In deze zaak heeft de Hoge Raad op 22 januari 2021 uitspraak gedaan in een cassatieprocedure die was ingesteld door de Staatssecretaris van Financiën tegen een uitspraak van het Gerechtshof Den Haag. De zaak betreft de aansprakelijkstelling van de belanghebbende voor de nageheven loonbelasting en omzetbelasting van [A] B.V. over de periode van 8 september 2008 tot en met 30 november 2008. De Hoge Raad heeft eerder in deze kwestie al meerdere uitspraken gedaan, waarbij eerdere beslissingen van lagere gerechten zijn vernietigd en de zaken zijn terugverwezen voor verdere behandeling.

De Staatssecretaris heeft in cassatie een middel voorgesteld, maar de Hoge Raad heeft geoordeeld dat dit middel niet kan leiden tot vernietiging van de uitspraak van het Hof. De Hoge Raad heeft geen verdere motivering gegeven voor dit oordeel, aangezien het niet nodig was om vragen te beantwoorden die van belang zijn voor de eenheid of ontwikkeling van het recht, zoals vermeld in artikel 81, lid 1, van de Wet op de rechterlijke organisatie.

De Hoge Raad heeft de Staatssecretaris van Financiën veroordeeld in de proceskosten van het geding in cassatie, vastgesteld op € 1.068 voor beroepsmatig verleende rechtsbijstand. Tevens is er een griffierecht geheven van € 532. De uitspraak is openbaar uitgesproken en ondertekend door de vice-president en de raadsheren.

Uitspraak

HOGE RAAD DER NEDERLANDEN
BELASTINGKAMER
Nummer20/01103
Datum22 januari 2021
ARREST
in de zaak van
de STAATSSECRETARIS VAN FINANCIËN
tegen
[X] te [Z] (hierna: belanghebbende)
op het beroep in cassatie tegen de uitspraak van het Gerechtshof Den Haag van 7 februari 2020, nr. BK 19/00280, betreffende de ten aanzien van belanghebbende gegeven beschikking tot aansprakelijkstelling ingevolge de Invorderingswet 1990 voor de van [A] B.V. te [Z] nageheven loonbelasting en omzetbelasting over de periode 8 september 2008 tot en met 30 november 2008.

1.Het eerste en tweede geding in cassatie

Bij arrest van de Hoge Raad van 31 maart 2017, nr. 15/02939, ECLI:NL:HR:2017:530, is vernietigd de uitspraak van het Gerechtshof ‘s-Hertogenbosch (nr. 13/00978), met verwijzing van het geding naar het Gerechtshof Arnhem-Leeuwarden ter verdere behandeling en beslissing van de zaak met inachtneming van dat arrest.
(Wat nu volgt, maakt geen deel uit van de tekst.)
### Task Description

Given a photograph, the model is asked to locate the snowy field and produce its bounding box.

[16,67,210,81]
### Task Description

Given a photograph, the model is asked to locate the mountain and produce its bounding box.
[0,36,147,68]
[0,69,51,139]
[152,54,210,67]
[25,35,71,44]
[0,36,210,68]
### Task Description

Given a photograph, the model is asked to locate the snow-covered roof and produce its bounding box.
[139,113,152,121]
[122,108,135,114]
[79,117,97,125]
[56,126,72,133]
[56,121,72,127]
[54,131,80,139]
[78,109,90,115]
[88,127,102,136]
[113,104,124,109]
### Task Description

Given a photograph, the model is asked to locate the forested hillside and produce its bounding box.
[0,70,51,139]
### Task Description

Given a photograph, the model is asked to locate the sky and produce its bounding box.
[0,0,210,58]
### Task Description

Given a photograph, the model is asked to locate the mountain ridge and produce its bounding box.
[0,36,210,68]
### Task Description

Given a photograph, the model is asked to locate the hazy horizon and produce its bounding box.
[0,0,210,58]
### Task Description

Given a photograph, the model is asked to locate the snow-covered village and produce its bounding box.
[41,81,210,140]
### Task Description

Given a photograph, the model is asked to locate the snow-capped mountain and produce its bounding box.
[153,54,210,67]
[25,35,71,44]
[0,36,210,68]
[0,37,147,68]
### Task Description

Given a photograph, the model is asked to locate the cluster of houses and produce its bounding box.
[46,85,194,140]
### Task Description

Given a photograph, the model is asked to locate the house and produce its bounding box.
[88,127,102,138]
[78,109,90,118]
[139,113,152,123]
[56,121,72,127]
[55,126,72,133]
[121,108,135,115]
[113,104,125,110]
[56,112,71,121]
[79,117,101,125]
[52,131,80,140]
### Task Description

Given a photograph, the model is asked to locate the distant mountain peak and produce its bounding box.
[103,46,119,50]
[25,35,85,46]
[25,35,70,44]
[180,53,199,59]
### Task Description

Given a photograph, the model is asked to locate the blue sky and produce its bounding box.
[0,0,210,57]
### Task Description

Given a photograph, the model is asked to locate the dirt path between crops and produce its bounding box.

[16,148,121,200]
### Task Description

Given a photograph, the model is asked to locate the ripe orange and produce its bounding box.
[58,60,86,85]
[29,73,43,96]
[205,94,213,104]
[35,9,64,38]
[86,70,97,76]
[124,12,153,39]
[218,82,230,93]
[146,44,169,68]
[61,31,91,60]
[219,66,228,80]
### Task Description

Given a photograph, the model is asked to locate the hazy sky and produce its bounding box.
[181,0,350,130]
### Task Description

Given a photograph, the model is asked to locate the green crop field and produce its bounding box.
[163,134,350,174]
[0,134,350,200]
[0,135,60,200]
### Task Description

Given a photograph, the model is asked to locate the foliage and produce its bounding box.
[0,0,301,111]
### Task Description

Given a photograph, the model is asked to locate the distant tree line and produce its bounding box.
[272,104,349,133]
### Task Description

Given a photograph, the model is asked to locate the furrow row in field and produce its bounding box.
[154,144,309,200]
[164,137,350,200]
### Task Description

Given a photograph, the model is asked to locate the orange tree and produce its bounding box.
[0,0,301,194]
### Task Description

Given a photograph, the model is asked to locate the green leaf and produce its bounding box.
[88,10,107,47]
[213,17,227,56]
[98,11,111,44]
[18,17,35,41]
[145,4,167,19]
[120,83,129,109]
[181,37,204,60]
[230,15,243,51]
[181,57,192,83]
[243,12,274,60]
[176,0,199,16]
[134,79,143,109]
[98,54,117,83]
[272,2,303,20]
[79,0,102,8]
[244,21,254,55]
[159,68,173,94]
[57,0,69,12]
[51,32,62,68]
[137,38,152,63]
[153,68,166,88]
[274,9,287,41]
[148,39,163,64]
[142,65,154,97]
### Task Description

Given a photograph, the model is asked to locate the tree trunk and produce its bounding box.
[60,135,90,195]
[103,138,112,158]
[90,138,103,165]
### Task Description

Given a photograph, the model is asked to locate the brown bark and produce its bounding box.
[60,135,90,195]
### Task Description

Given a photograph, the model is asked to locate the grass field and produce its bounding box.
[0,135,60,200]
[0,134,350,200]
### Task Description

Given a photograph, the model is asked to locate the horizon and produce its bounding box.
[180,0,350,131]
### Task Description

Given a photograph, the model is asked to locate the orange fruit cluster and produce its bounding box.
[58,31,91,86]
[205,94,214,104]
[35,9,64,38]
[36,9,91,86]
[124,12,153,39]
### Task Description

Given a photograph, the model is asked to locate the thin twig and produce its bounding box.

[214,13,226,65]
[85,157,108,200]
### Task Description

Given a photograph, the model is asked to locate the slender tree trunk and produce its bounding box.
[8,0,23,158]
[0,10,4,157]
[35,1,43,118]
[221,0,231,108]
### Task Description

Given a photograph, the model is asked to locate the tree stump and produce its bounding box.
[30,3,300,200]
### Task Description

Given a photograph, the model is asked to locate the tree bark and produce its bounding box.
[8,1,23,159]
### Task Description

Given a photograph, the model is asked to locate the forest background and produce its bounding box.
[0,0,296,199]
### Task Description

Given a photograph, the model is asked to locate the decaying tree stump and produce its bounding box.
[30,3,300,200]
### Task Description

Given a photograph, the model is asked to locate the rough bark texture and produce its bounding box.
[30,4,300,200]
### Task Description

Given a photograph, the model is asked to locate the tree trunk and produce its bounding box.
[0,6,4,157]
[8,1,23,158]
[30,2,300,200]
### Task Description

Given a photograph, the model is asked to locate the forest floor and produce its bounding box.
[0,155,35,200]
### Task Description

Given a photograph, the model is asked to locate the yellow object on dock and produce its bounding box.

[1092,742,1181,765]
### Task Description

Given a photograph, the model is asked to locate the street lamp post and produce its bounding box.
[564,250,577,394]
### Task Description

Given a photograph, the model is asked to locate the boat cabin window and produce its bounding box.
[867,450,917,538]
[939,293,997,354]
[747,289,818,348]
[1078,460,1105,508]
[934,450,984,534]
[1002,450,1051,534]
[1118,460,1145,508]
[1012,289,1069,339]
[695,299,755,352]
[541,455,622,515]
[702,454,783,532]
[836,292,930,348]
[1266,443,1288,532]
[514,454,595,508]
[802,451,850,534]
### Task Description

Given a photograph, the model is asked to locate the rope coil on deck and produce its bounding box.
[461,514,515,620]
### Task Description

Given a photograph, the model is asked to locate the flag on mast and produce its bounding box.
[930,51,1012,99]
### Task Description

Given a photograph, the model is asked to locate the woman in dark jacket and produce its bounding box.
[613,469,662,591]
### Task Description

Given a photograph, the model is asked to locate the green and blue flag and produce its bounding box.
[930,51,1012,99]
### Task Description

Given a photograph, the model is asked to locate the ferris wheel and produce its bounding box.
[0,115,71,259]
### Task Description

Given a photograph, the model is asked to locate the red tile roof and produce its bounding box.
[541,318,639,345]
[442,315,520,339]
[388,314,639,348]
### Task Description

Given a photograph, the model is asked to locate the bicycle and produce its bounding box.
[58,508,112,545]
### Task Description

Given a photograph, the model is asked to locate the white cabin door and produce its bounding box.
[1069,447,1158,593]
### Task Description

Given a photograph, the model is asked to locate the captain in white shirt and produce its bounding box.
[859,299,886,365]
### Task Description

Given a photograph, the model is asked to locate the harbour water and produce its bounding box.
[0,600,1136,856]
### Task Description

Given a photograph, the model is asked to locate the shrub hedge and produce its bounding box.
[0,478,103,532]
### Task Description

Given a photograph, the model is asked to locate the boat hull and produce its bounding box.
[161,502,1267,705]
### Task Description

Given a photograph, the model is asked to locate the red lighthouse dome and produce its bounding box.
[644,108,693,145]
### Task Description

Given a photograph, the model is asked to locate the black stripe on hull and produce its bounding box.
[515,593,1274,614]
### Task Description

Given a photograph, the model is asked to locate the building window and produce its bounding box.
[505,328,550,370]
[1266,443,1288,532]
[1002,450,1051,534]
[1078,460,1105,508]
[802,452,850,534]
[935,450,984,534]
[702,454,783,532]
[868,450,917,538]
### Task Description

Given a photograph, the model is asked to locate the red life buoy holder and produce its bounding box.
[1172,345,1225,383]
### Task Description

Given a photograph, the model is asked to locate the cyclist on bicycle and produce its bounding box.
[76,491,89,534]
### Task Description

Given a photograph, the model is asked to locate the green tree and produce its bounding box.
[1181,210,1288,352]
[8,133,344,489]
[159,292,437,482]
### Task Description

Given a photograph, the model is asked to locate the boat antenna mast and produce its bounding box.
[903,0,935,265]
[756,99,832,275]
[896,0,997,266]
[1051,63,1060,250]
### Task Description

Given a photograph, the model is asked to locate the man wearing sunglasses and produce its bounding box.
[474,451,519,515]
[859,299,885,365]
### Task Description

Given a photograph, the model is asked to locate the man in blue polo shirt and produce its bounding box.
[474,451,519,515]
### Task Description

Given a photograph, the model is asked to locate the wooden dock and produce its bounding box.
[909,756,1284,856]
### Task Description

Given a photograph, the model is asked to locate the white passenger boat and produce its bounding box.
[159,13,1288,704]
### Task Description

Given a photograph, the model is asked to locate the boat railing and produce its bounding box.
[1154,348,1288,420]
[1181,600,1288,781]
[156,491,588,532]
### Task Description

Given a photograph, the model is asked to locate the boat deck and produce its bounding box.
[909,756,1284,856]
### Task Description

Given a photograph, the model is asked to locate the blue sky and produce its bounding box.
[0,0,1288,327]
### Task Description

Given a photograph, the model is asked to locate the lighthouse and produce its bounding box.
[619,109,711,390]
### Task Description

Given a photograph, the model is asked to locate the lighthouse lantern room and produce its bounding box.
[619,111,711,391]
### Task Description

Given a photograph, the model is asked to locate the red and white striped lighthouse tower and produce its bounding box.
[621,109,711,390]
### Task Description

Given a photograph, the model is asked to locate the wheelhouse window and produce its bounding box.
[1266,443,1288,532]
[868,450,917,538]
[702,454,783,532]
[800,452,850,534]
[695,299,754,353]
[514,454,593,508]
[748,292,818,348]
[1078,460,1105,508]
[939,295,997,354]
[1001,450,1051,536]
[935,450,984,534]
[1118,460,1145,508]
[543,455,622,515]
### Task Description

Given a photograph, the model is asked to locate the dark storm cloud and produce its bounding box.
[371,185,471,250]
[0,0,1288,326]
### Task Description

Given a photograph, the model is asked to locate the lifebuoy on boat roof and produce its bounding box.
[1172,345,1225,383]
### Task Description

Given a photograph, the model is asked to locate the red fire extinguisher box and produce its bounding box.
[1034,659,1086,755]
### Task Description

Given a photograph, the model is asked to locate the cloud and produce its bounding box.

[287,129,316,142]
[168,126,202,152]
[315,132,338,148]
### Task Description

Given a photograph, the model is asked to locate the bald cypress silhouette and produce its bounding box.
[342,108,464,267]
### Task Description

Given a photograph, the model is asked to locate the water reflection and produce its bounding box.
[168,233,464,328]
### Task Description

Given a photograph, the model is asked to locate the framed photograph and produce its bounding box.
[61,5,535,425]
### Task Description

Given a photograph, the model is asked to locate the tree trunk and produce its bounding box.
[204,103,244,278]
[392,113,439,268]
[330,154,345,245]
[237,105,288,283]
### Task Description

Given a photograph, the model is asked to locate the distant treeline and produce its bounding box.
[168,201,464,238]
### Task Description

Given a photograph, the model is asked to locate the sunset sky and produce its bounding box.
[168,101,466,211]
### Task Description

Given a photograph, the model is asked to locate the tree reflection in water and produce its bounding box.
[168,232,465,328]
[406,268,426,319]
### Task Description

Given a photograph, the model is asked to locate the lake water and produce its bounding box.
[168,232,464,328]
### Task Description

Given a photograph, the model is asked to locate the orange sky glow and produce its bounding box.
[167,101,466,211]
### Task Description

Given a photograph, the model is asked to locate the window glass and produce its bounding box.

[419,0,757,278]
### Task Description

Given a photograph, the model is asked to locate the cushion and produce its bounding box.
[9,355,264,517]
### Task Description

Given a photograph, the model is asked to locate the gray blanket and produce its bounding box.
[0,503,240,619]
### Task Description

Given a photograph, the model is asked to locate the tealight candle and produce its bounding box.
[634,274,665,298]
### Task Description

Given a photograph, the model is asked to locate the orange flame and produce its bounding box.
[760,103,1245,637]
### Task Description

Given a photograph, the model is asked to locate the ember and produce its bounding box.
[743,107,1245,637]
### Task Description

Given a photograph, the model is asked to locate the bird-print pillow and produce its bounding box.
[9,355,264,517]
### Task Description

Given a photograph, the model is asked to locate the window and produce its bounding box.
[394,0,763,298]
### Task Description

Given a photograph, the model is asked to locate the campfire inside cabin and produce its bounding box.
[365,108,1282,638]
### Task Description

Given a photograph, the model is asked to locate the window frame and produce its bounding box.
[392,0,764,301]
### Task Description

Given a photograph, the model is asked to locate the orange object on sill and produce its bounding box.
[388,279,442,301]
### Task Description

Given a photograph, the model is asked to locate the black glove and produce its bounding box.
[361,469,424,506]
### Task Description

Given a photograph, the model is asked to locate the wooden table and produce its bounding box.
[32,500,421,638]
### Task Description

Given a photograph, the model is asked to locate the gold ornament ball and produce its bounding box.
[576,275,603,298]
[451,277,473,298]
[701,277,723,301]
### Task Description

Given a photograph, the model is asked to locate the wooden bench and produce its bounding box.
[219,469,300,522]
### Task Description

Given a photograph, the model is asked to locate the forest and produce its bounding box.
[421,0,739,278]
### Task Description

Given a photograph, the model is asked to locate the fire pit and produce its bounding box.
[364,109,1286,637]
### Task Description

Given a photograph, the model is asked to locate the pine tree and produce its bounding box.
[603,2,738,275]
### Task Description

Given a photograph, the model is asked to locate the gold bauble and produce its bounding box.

Bij arrest van de Hoge Raad van 12 april 2019, nr. 18/01266, ECLI:NL:HR:2019:576, is vernietigd de uitspraak van het laatstgenoemde Hof (nr. 17/00404), met verwijzing van het geding naar het Gerechtshof Den Haag (hierna: het Hof) ter verdere behandeling en beslissing van de zaak met inachtneming van dat arrest.

2.Het derde geding in cassatie

De Staatssecretaris heeft tegen de uitspraak van het Hof beroep in cassatie ingesteld en daarbij een middel voorgesteld.
Belanghebbende heeft een verweerschrift ingediend.

3.Beoordeling van het middel

De Hoge Raad heeft het middel over de uitspraak van het Hof beoordeeld. De uitkomst hiervan is dat het middel niet kan leiden tot vernietiging van die uitspraak. De Hoge Raad hoeft niet te motiveren waarom hij tot dit oordeel is gekomen. Bij de beoordeling van het middel is het namelijk niet nodig om antwoord te geven op vragen die van belang zijn voor de eenheid of de ontwikkeling van het recht (zie artikel 81, lid 1, van de Wet op de rechterlijke organisatie).

4.Proceskosten

De Staatssecretaris zal worden veroordeeld in de kosten van het geding in cassatie.

5.Beslissing

De Hoge Raad:
- verklaart het beroep in cassatie ongegrond, en
- veroordeelt de Staatssecretaris van Financiën in de kosten van belanghebbende voor het geding in cassatie, vastgesteld op € 1.068 voor beroepsmatig verleende rechtsbijstand.
Dit arrest is gewezen door de vice-president M.E. van Hilten als voorzitter, en de raadsheren P.M.F. van Loon en J.A.R. van Eijsden, in tegenwoordigheid van de waarnemend griffier E. Cichowski, en in het openbaar uitgesproken op 22 januari 2021.
Van de Staatssecretaris van Financiën wordt een griffierecht geheven van € 532.